Artists Interview

As we adapt to the new normal, most of us have seen many changes to our lives and how we navigate creating may also have been impacted.  Artistic inspiration may  have eluded you  or maybe this period of time has given you more energy to devote to your practice. Our artist this week Julia faced many additional challenges and she discusses just how inventive she had to become. Sometimes we are forced into new ways of working and just have to embrace these moments.

Julia Triston
During this project have you looked at a new way of working ?
Working towards the Insights project has been quite an extraordinary experience for me. Like many fellow Textile Study Group members, I began this project in 2018, following our successful DIS/rupt exhibition tour.

I embarked upon this project with much enthusiasm, but in 2019 my work for Insights came to a complete halt as I packed up my home and studio in the north east of England and permanently moved to Denmark.

Temporarily homeless for a few months, with all my belongings in storage – and without my usual resources, materials and sewing machine to hand – this was an unsettling and challenging time. Whilst finding my way in a new country, navigating my way around a different language and looking for a permanent place to live and work, I had to find an innovative way to develop and continue my textile artworks for Insights.

Just before the Covid-19 pandemic compounded the situation, I borrowed a sewing machine from a new friend. I discovered charity shops where I could buy raw materials. I chanced upon a shop selling machine embroidery threads. And I found a city café that had a stock of free art magazines. At a temporary desk at a friend’s house, I was able to recommence my research, collaging, sampling and stitching and continue developing my pieces for Insights.

So, yes – having been pushed outside my comfort zone – I have certainly had to look at new ways of working for this project!

Are the ideas/themes for this project ongoing or are they new ?
Each body of work I create does lead on from my last one, and there are connections and themes that run through all of my textile pieces. Underlying all my work is my interest in the memories of cloth; from discarded household linen to previously worn underwear, my raw materials are all second hand.

I am interested in creating conceptual textiles about identity and human rights issues which convey a political message through their narrative. Some of my works are explicit and shocking, which is the point. They are not designed to make comfortable viewing – they are statements designed to raise awareness. Although my themes continue, they are developing and becoming bolder and more thought provoking.

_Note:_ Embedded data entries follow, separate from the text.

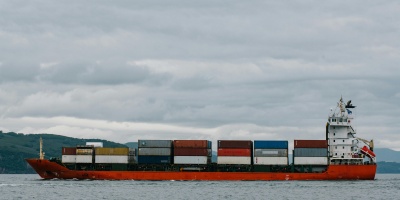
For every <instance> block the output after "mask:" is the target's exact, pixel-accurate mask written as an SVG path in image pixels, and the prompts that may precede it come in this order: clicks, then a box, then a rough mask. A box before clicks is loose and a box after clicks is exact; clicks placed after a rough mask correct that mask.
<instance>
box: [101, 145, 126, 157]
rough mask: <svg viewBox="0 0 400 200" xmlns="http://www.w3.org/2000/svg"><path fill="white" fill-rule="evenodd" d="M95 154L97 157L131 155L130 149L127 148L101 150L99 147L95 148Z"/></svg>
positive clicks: (103, 149) (118, 148) (105, 148)
mask: <svg viewBox="0 0 400 200" xmlns="http://www.w3.org/2000/svg"><path fill="white" fill-rule="evenodd" d="M95 154H96V155H121V156H122V155H128V154H129V148H127V147H122V148H104V147H103V148H101V147H97V148H95Z"/></svg>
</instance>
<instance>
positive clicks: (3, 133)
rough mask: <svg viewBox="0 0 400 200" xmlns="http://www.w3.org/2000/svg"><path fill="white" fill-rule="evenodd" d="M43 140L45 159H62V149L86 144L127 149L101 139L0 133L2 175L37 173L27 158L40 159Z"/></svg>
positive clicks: (1, 167)
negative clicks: (102, 145)
mask: <svg viewBox="0 0 400 200" xmlns="http://www.w3.org/2000/svg"><path fill="white" fill-rule="evenodd" d="M40 137H42V139H43V151H44V152H45V157H46V158H50V157H59V158H60V157H61V148H62V147H75V146H76V145H85V144H86V142H103V145H104V146H105V147H125V145H123V144H118V143H115V142H110V141H107V140H100V139H77V138H71V137H66V136H60V135H53V134H27V135H24V134H22V133H13V132H10V133H3V132H1V131H0V174H2V173H7V174H26V173H35V172H34V171H33V169H32V168H31V167H30V166H29V165H28V164H27V163H26V162H25V160H24V159H25V158H38V157H39V138H40Z"/></svg>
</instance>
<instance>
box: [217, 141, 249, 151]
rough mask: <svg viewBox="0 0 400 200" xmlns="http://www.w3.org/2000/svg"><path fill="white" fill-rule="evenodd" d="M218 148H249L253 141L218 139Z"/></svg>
mask: <svg viewBox="0 0 400 200" xmlns="http://www.w3.org/2000/svg"><path fill="white" fill-rule="evenodd" d="M218 148H238V149H251V148H253V142H252V141H251V140H218Z"/></svg>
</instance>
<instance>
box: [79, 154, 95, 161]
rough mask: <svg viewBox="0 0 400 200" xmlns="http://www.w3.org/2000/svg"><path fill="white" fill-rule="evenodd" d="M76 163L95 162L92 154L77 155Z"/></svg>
mask: <svg viewBox="0 0 400 200" xmlns="http://www.w3.org/2000/svg"><path fill="white" fill-rule="evenodd" d="M76 163H93V156H92V155H76Z"/></svg>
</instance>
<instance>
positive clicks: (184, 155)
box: [174, 148, 211, 156]
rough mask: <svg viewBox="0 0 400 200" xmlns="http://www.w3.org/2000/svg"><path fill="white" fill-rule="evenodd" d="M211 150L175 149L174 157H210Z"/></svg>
mask: <svg viewBox="0 0 400 200" xmlns="http://www.w3.org/2000/svg"><path fill="white" fill-rule="evenodd" d="M210 154H211V149H194V148H175V149H174V156H208V155H210Z"/></svg>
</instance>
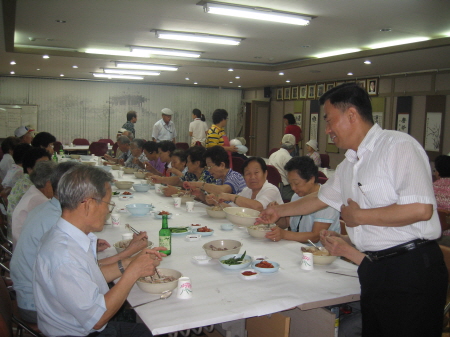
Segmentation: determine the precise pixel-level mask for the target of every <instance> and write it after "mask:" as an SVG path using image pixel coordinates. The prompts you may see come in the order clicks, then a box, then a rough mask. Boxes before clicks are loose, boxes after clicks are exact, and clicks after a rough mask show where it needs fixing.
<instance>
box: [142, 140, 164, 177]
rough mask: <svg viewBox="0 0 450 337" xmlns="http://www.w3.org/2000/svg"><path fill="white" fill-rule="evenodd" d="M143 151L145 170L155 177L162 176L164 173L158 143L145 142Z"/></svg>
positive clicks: (163, 165)
mask: <svg viewBox="0 0 450 337" xmlns="http://www.w3.org/2000/svg"><path fill="white" fill-rule="evenodd" d="M143 149H144V154H145V156H146V157H147V159H148V162H146V163H145V170H146V171H149V172H150V173H151V174H154V175H157V176H160V175H162V174H163V172H164V163H163V162H162V161H161V159H160V158H159V153H158V143H156V142H154V141H152V140H151V141H148V142H145V144H144V147H143Z"/></svg>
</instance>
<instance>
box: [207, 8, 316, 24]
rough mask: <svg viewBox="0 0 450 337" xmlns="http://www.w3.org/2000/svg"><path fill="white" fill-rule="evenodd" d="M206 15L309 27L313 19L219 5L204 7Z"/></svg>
mask: <svg viewBox="0 0 450 337" xmlns="http://www.w3.org/2000/svg"><path fill="white" fill-rule="evenodd" d="M203 10H204V11H205V13H210V14H219V15H226V16H234V17H238V18H245V19H254V20H262V21H272V22H279V23H288V24H292V25H300V26H306V25H309V22H310V21H311V19H312V17H310V16H306V15H300V14H294V13H287V12H279V11H275V10H272V9H270V8H262V7H244V6H229V5H223V4H217V3H206V4H205V5H204V6H203Z"/></svg>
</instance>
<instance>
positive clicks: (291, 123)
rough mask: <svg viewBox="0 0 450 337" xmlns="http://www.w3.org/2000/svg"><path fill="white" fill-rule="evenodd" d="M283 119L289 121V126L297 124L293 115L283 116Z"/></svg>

My current work investigates issues such as sexism, abuse and consent, and highlights campaigns supported by Amnesty International such as #LetsTalkAboutYes.

I start each new project with a sketchbook beginning by jotting down my thoughts and ideas about the exhibition title, then add primary visual research such as photographs, postcards, quotations and newspaper cuttings. Using this collected imagery I develop my themes through sketches, swatches, stitch samples and collage. Whatever I am making I have to be totally absorbed and immersed in the process; I need to believe in what I am doing and feel inspired and passionate about the statement and integrity my work will convey.